Bayan al-Adawi, 27, a Syrian woman living in Jordan, says that the high cost of living and the difficulty of finding work have bred resentment towards Syrians, pointing out that the jobs available usually involve long hours for little pay. The Jordanian government requires refugees to obtain a work permit in order to work legally in the country. The permit is difficult to acquire, so those who work without it risk arrest or deportation.
Work permits are granted to non-Jordanians under conditions laid out in article 12 of Labour Law No. 8 of 1996, which prohibits non-Jordanians from being employed without the approval of the minister of labour or his deputies. Permits are usually only granted on the condition that the work requires expertise that cannot be found among Jordanian nationals. Most Syrians work for salaries below the 282 dollar minimum monthly wage.
The Arab Women’s Organisation in Zarqa province offers psychological, social and legal services to female Syrian refugees through two centres in the cities of Daleel and Rasefah. These centres attempt to mitigate some of the legal difficulties women face.
Naffaa says that denial of psychological problems is still commonplace, as is a culture of silence because fear of stigmatisation prevents women from talking about social problems like domestic violence. This hampers the assistance that the organisation can offer for overcoming trauma associated with such violence.
Hussam Hamidi, 25, does not believe there are any social obstacles to Syrians integrating into Jordanian society, because of the similarity in culture and traditions of the two peoples, as well as their geographical proximity. What impedes integration, he says, are discriminatory legal practices.
“My mother’s side of the family is Jordanian, which has eased the burden of being away from Syria for three years,” he said. “While I have not felt alienated, I cannot say the same for all Syrians here.
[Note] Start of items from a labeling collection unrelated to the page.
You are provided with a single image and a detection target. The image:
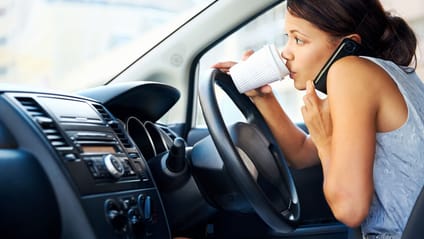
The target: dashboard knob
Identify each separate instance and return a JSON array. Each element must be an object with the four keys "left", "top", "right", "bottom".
[{"left": 103, "top": 154, "right": 125, "bottom": 178}]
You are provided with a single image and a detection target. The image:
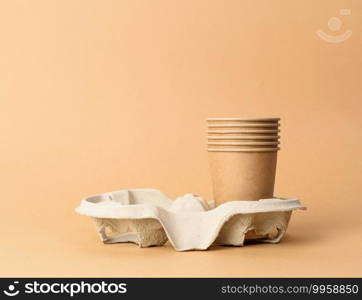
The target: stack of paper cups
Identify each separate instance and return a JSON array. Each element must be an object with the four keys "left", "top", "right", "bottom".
[{"left": 207, "top": 118, "right": 280, "bottom": 205}]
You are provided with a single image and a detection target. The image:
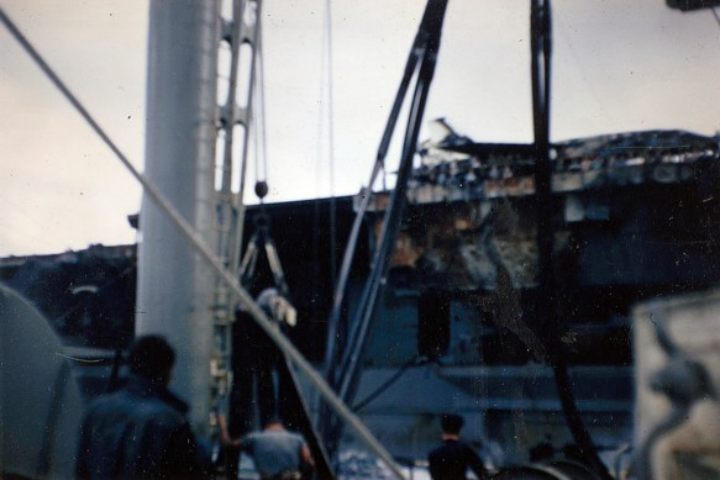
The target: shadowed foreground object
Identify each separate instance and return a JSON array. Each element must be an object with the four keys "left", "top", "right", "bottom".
[{"left": 0, "top": 286, "right": 83, "bottom": 479}]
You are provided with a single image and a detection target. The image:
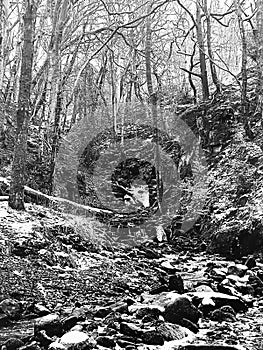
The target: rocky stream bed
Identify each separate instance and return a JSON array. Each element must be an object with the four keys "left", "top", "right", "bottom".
[{"left": 0, "top": 202, "right": 263, "bottom": 350}]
My biggest concern currently is to find work.”
The United Nations recently launched a plan to expand humanitarian responses for those affected by the Syrian conflict with a budget of 4.3 billion dollars covering six countries, including 1.2 billion dollars earmarked for Jordan.
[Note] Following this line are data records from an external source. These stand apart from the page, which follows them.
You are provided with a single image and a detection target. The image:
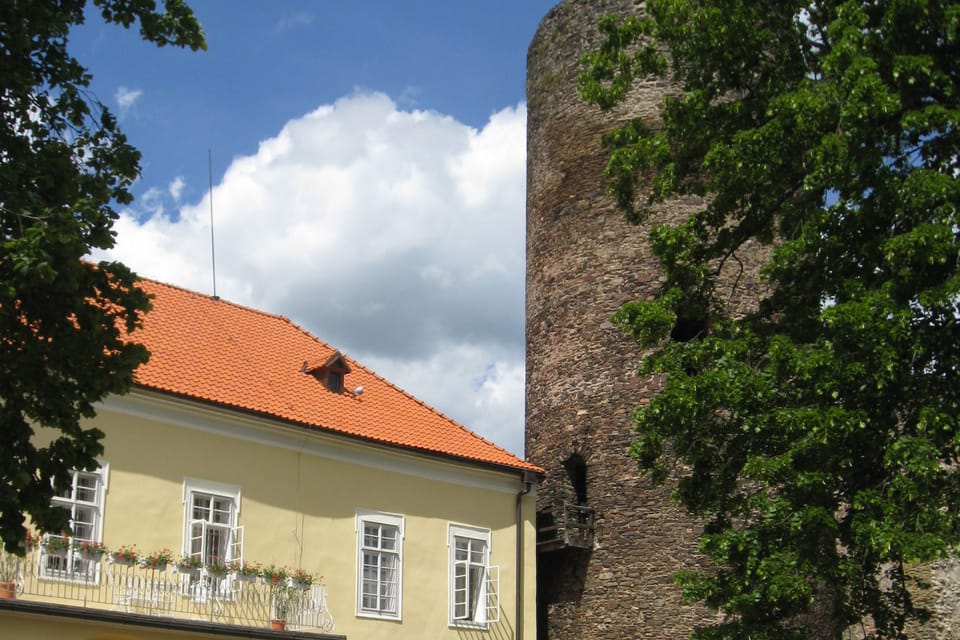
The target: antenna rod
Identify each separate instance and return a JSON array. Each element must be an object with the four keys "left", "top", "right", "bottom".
[{"left": 207, "top": 148, "right": 218, "bottom": 300}]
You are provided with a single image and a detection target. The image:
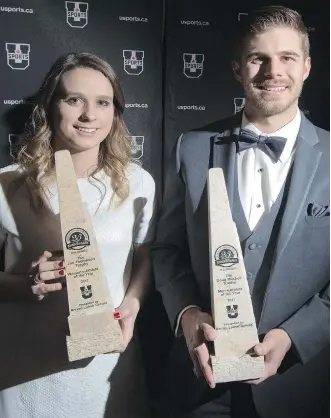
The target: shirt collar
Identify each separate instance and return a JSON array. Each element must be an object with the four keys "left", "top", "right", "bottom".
[{"left": 241, "top": 108, "right": 301, "bottom": 162}]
Mohammad al-Moumny, the Jordanian minister of media and communication, told a press conference that the amount of aid received by the Jordanian government to deal with the Syrian refugees was not enough, and that if more was not allocated, the shortfall would have to be paid by the government.
“The presence of Syrian refugees creates pressure on different sectors in Jordan, but the government is committed to abiding by international law and accommodating refugees from Syria,” he added.
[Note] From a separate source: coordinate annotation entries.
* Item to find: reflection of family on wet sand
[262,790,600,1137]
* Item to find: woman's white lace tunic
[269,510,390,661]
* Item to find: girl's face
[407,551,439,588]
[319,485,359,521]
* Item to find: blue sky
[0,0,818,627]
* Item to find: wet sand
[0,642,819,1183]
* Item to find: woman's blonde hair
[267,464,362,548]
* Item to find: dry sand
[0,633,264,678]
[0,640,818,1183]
Syrian journalist Nariman Othman, 27, agreed with Hamidi that having Jordanian relatives eases the sense of alienation.
“I was lucky that I came to Jordan a year-and-a-half ago with my family, since we have relatives here as well as plenty of acquaintances and neighbours who have left Syria to come to Jordan,” she said.
She said she was content to be in this changing environment, and had gravitated towards journalism because the fear of arrest and persecution by the Syrian security forces was no longer present.
“Many of my previous fears have dissipated,” she said. “In the end, we speak the same language and we are culturally similar. While some details may differ, it is similar to regional differences within Syria.”
But Othman admits that like millions of other Syrians, she still misses the feeling of stability.
Sabah Halsa, the director of the Centre for Social Education at the Organisation of East Amman, added that awareness campaigns on refugee rights and the improved distribution of aid, including to some Jordanians, has helped alleviate some of the tensions between Syrians and Jordanians.